The RIN: an RNA integrity number for assigning integrity values to RNA measurements

Andreas Schroeder, Odilo Mueller, Susanne Stocker, Ruediger Salowsky, Michael Leiber, Marcus Gassmann, Samar Lightfoot, Wolfram Menzel, Martin Granzow, Thomas Ragg, Andreas Schroeder, Odilo Mueller, Susanne Stocker, Ruediger Salowsky, Michael Leiber, Marcus Gassmann, Samar Lightfoot, Wolfram Menzel, Martin Granzow, Thomas Ragg

Abstract

Background: The integrity of RNA molecules is of paramount importance for experiments that try to reflect the snapshot of gene expression at the moment of RNA extraction. Until recently, there has been no reliable standard for estimating the integrity of RNA samples and the ratio of 28S:18S ribosomal RNA, the common measure for this purpose, has been shown to be inconsistent. The advent of microcapillary electrophoretic RNA separation provides the basis for an automated high-throughput approach, in order to estimate the integrity of RNA samples in an unambiguous way.

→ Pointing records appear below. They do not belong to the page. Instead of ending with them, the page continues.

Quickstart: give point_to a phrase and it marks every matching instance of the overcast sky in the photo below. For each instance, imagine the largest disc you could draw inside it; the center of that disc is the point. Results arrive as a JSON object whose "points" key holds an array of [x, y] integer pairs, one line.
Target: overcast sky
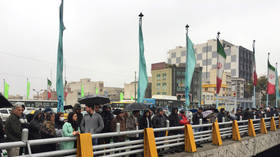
{"points": [[101, 36]]}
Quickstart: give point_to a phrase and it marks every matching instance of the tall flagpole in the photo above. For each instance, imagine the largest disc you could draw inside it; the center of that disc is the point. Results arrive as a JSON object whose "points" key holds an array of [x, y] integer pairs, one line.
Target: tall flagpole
{"points": [[217, 101], [267, 82], [254, 100], [276, 88], [187, 101]]}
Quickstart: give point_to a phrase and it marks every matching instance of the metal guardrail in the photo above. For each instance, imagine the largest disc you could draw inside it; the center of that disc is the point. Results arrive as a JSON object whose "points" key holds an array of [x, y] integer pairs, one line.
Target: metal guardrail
{"points": [[202, 134]]}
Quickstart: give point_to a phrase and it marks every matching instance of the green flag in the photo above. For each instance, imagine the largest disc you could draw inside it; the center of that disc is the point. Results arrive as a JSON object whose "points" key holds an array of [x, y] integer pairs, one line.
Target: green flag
{"points": [[6, 90], [82, 91], [96, 90], [142, 78], [27, 90], [121, 96], [190, 66], [59, 71]]}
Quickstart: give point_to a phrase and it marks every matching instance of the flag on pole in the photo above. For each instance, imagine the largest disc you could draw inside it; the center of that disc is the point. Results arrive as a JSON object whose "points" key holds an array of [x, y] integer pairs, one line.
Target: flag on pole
{"points": [[82, 91], [142, 78], [6, 90], [121, 96], [49, 88], [59, 72], [190, 66], [254, 76], [221, 59], [276, 85], [96, 90], [28, 89], [271, 79]]}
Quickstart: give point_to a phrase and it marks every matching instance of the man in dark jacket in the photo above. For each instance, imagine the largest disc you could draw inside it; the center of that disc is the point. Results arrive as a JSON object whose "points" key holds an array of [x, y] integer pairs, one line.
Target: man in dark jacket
{"points": [[159, 121], [107, 117], [174, 121], [13, 129], [198, 115], [77, 109]]}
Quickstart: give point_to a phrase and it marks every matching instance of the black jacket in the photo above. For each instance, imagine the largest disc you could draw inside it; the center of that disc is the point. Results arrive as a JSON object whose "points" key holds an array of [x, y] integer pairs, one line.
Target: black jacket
{"points": [[13, 128], [196, 118], [143, 122], [107, 119], [159, 121]]}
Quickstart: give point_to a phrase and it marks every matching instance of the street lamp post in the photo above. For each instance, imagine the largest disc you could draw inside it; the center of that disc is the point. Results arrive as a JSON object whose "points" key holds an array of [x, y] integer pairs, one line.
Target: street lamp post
{"points": [[37, 91]]}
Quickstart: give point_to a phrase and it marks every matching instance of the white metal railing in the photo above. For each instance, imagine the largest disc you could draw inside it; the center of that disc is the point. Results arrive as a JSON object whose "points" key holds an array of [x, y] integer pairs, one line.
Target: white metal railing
{"points": [[202, 133]]}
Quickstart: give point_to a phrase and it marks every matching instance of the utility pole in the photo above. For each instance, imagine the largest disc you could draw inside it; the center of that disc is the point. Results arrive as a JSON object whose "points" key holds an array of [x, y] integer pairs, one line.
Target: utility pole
{"points": [[135, 87]]}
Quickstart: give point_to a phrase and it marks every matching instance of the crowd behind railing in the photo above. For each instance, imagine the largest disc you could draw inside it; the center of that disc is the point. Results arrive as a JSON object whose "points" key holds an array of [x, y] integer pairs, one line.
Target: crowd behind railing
{"points": [[47, 124]]}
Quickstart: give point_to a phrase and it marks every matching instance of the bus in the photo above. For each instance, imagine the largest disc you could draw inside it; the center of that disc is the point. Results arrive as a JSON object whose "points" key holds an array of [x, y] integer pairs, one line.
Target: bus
{"points": [[36, 103]]}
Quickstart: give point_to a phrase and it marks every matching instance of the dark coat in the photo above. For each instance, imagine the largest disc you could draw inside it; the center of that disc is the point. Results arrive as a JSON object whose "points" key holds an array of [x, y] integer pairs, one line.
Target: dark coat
{"points": [[107, 119], [13, 128], [48, 131], [196, 118], [143, 122]]}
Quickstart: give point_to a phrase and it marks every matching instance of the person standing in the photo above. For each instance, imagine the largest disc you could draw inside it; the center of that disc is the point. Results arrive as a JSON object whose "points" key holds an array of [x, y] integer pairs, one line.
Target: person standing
{"points": [[159, 121], [13, 129], [70, 129], [92, 122], [107, 119], [48, 131], [120, 118], [34, 132], [78, 110]]}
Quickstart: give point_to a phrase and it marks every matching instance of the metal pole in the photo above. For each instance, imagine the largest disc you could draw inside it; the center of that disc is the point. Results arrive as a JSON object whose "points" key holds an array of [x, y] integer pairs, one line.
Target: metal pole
{"points": [[217, 101], [254, 98], [187, 101], [135, 88], [276, 88], [267, 82]]}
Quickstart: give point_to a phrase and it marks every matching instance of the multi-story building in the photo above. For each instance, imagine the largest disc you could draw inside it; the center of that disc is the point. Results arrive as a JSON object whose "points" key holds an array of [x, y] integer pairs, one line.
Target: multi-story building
{"points": [[130, 90], [209, 88], [238, 61], [238, 85], [170, 80], [90, 87]]}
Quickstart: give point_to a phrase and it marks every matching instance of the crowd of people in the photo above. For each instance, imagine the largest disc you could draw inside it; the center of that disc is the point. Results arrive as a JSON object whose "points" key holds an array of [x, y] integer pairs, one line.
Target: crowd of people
{"points": [[47, 124]]}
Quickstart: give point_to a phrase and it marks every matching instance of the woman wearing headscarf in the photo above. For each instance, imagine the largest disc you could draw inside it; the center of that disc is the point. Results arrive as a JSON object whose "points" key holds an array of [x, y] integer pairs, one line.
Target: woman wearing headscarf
{"points": [[70, 129], [48, 131], [34, 132]]}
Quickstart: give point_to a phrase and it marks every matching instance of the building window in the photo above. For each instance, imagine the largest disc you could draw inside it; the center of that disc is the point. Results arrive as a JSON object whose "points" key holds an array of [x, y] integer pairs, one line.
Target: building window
{"points": [[158, 86], [214, 54], [199, 56], [169, 61], [233, 58], [164, 76], [164, 86], [178, 60], [183, 53], [233, 72], [173, 55], [158, 77]]}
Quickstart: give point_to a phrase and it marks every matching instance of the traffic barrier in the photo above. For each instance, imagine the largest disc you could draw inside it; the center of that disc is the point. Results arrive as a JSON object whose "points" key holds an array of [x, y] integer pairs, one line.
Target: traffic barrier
{"points": [[251, 128], [150, 149], [190, 145], [216, 136], [84, 145], [263, 127], [235, 131], [272, 124]]}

Methods: A method is introduced that automatically selects features from signal measurements and constructs regression models based on a Bayesian learning technique. Feature spaces of different dimensionality are compared in the Bayesian framework, which allows selecting a final feature combination corresponding to models with high posterior probability.

Results: This approach is applied to a large collection of electrophoretic RNA measurements recorded with an Agilent 2100 bioanalyzer to extract an algorithm that describes RNA integrity. The resulting algorithm is a user-independent, automated and reliable procedure for standardization of RNA quality control that allows the calculation of an RNA integrity number (RIN).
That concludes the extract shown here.